Test: Die Firma Nicolai aus der kleinen Gemeinde Lübbrechtsen in Niedersachsen ist bekannt für Ihre innovativen Konstruktionen. Mit ihrer Geolution Geometrie waren sie vor einigen Jahren unter den Trendsettern des jetzt allgegenwärtigen „Lang-Flach-Tief-Trends“. Das Nicolai Ion G15 schließt die Lücke zwischen dem G13 Trailbike und dem G16 Enduro. Wir hatten mit dem für 6999€ teuren Topmodell die Gelegenheit, uns selbst einen Eindruck zu verschaffen und der Frage nachzugehen: Wie viel Revolution steht in der Geolution?
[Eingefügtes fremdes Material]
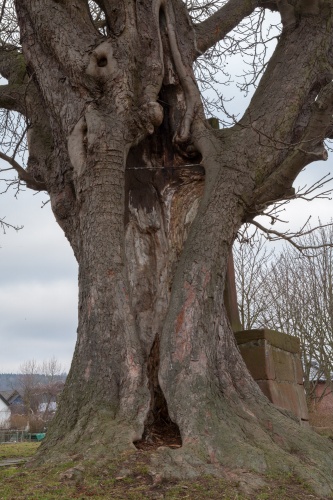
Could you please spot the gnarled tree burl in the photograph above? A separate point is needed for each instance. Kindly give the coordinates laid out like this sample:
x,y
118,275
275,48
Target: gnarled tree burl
x,y
112,118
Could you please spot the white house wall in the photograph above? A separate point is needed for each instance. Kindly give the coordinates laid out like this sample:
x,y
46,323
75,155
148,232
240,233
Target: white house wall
x,y
4,415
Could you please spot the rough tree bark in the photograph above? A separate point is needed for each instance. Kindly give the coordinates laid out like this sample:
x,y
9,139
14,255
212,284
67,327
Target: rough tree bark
x,y
112,120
Nicolai Ion G15: Rahmen und Hinterbau
Heutzutage ist im hochpreisigen Bike-Segment Carbon allgegenwärtig. Aber wie soll es bei Nicolai anders sein: Auch das G15 kommt wie die gesamte Palette mit einem Rahmen aus Aluminium. Wer sich jetzt die Frage stellt, ob das überhaupt noch „state of the art“ ist, der sollte dem Schweißkunstwerk mal einen näheren Blick gönnen. Der Rahmen besteht aus edlen Frästeilen und schlichten Rohren, die mit wunderschönen Schweißnähten zusammengefügt wurden. Bei genauerem Betrachten fällt die Liebe zum Detail auf, sowie eine technisch interessante Lösung, die Kettenstrebe aufzutrennen.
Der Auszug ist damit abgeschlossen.